Where did you get those louis d'or?"

"I got them," replied Fantine.

At the same time she smiled. The candle illuminated her countenance.
It was a bloody smile. A reddish saliva soiled the corners of her lips,
and she had a black hole in her mouth.

The two teeth had been extracted.

She sent the forty francs to Montfermeil.

After all it was a ruse of the Thenardiers to obtain money.
Cosette was not ill.

Fantine threw her mirror out of the window. She had long since
quitted her cell on the second floor for an attic with only a latch
to fasten it, next the roof; one of those attics whose extremity forms
an angle with the floor, and knocks you on the head every instant.
The poor occupant can reach the end of his chamber as he can
the end of his destiny, only by bending over more and more.

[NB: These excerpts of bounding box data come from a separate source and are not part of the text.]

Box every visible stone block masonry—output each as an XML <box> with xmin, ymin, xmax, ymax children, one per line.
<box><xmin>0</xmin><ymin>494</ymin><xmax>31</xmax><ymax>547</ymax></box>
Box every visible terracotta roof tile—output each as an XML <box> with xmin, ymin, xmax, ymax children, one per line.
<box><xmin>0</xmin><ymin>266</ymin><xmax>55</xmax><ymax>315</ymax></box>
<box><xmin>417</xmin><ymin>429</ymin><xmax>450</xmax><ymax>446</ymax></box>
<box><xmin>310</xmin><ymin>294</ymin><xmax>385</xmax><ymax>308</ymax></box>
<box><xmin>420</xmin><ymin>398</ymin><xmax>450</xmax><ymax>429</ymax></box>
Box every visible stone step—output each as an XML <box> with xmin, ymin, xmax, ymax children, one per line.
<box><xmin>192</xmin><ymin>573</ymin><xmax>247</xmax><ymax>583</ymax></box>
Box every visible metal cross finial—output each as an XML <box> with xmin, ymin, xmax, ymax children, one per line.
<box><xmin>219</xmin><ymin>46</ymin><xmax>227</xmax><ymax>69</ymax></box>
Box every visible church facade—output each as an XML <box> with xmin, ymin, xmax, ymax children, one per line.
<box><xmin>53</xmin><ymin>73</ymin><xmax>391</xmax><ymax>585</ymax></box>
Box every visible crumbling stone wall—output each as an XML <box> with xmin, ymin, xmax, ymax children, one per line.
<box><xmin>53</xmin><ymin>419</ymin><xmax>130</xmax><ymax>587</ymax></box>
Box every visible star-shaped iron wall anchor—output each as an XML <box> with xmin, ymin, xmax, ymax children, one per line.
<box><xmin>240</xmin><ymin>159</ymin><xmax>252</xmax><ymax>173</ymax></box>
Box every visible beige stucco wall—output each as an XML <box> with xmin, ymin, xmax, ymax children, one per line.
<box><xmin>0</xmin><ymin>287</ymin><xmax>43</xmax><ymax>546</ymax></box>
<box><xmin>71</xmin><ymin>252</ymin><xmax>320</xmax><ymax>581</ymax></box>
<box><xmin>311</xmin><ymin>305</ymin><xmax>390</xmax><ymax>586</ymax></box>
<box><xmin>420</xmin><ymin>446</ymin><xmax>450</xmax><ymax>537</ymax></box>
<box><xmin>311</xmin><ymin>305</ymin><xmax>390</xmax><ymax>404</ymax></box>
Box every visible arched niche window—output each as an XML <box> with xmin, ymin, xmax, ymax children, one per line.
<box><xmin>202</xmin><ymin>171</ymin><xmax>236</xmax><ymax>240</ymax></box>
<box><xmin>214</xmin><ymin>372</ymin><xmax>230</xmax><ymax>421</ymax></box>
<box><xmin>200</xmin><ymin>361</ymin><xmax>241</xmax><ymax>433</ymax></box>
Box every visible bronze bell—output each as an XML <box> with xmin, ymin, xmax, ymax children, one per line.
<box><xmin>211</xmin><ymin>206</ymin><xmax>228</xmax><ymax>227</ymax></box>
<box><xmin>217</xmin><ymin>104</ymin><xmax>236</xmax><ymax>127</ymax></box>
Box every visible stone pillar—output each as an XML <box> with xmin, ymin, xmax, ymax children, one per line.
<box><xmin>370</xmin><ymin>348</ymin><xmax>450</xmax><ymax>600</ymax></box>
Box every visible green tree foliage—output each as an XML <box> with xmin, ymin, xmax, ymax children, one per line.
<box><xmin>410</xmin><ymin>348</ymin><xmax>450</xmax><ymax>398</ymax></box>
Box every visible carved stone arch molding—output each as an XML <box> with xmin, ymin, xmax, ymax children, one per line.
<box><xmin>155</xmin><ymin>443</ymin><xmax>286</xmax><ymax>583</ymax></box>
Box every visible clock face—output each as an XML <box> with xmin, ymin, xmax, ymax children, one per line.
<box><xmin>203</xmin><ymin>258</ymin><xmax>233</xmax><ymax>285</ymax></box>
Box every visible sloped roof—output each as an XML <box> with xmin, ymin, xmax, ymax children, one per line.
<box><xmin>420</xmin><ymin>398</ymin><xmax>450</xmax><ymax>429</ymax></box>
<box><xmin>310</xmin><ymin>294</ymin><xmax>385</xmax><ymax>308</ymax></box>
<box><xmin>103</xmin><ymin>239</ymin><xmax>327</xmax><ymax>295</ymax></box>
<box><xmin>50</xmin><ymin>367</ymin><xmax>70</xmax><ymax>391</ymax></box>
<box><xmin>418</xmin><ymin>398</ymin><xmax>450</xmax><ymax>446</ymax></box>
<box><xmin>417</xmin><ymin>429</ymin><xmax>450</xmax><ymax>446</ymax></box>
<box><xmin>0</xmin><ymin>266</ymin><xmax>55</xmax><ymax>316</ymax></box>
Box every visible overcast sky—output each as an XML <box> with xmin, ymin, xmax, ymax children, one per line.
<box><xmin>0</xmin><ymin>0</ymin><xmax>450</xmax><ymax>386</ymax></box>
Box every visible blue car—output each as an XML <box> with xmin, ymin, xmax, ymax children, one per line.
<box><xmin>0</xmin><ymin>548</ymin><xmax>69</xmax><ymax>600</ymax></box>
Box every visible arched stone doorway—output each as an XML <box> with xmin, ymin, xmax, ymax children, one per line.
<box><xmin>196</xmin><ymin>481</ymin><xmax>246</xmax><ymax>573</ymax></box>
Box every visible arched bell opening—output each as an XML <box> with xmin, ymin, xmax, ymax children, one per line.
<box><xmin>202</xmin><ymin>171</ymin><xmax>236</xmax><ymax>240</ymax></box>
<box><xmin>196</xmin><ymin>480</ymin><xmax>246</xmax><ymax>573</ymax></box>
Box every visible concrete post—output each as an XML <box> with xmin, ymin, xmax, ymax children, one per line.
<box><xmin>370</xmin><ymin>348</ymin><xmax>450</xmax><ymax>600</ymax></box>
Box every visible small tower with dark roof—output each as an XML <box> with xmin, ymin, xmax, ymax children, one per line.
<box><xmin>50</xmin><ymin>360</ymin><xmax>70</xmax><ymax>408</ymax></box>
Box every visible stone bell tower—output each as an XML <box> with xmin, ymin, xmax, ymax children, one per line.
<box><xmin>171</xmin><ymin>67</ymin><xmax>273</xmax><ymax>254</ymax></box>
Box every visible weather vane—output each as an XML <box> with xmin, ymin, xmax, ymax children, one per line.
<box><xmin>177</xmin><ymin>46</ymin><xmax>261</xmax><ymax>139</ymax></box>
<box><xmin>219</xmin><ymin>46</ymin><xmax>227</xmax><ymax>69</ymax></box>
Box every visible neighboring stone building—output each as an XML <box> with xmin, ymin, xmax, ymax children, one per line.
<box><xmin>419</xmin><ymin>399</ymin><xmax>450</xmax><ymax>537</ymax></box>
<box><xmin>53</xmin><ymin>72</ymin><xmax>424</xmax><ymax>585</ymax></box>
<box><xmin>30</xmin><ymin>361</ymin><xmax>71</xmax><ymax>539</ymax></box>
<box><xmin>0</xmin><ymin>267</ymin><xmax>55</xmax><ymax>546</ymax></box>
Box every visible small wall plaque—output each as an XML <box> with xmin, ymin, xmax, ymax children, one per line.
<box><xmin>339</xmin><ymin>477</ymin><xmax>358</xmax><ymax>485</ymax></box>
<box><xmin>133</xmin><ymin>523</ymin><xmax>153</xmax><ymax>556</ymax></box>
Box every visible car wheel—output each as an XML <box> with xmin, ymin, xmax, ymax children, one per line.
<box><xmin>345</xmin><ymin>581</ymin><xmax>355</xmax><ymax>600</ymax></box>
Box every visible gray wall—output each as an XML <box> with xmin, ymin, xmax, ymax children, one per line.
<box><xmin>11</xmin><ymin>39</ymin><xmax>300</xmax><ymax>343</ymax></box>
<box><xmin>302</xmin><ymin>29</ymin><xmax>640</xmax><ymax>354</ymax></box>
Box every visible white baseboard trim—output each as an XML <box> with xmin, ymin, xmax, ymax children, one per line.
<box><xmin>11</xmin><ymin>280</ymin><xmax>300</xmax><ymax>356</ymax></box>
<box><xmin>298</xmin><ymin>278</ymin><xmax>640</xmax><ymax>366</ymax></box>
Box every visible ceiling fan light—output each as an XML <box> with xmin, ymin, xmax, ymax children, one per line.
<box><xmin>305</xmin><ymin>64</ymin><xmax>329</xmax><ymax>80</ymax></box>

She had no longer a bed; a rag which she called her coverlet,
a mattress on the floor, and a seatless chair still remained.
A little rosebush which she had, had dried up, forgotten, in one corner.
In the other corner was a butter-pot to hold water, which froze
in winter, and in which the various levels of the water remained
long marked by these circles of ice. She had lost her shame;
she lost her coquetry. A final sign. She went out, with dirty caps.
Whether from lack of time or from indifference, she no longer mended
her linen. As the heels wore out, she dragged her stockings down
into her shoes. This was evident from the perpendicular wrinkles.
She patched her bodice, which was old and worn out, with scraps
of calico which tore at the slightest movement. The people
to whom she was indebted made "scenes" and gave her no peace.
She found them in the street, she found them again on her staircase.
She passed many a night weeping and thinking. Her eyes were
very bright, and she felt a steady pain in her shoulder towards
the top of the left shoulder-blade. She coughed a great deal.
She deeply hated Father Madeleine, but made no complaint. She sewed
seventeen hours a day; but a contractor for the work of prisons,
who made the prisoners work at a discount, suddenly made prices fall,
which reduced the daily earnings of working-women to nine sous.
Seventeen hours of toil, and nine sous a day! Her creditors were more
pitiless than ever. The second-hand dealer, who had taken back nearly
all his furniture, said to her incessantly, "When will you pay me,
you hussy?" What did they want of her, good God! She felt that she
was being hunted, and something of the wild beast developed in her.
About the same time, Thenardier wrote to her that he had waited
with decidedly too much amiability and that he must have a hundred
francs at once; otherwise he would turn little Cosette out of doors,
convalescent as she was from her heavy illness, into the cold
and the streets, and that she might do what she liked with herself,
and die if she chose. "A hundred francs," thought Fantine.
"But in what trade can one earn a hundred sous a day?"

"Come!" said she, "let us sell what is left."

The unfortunate girl became a woman of the town.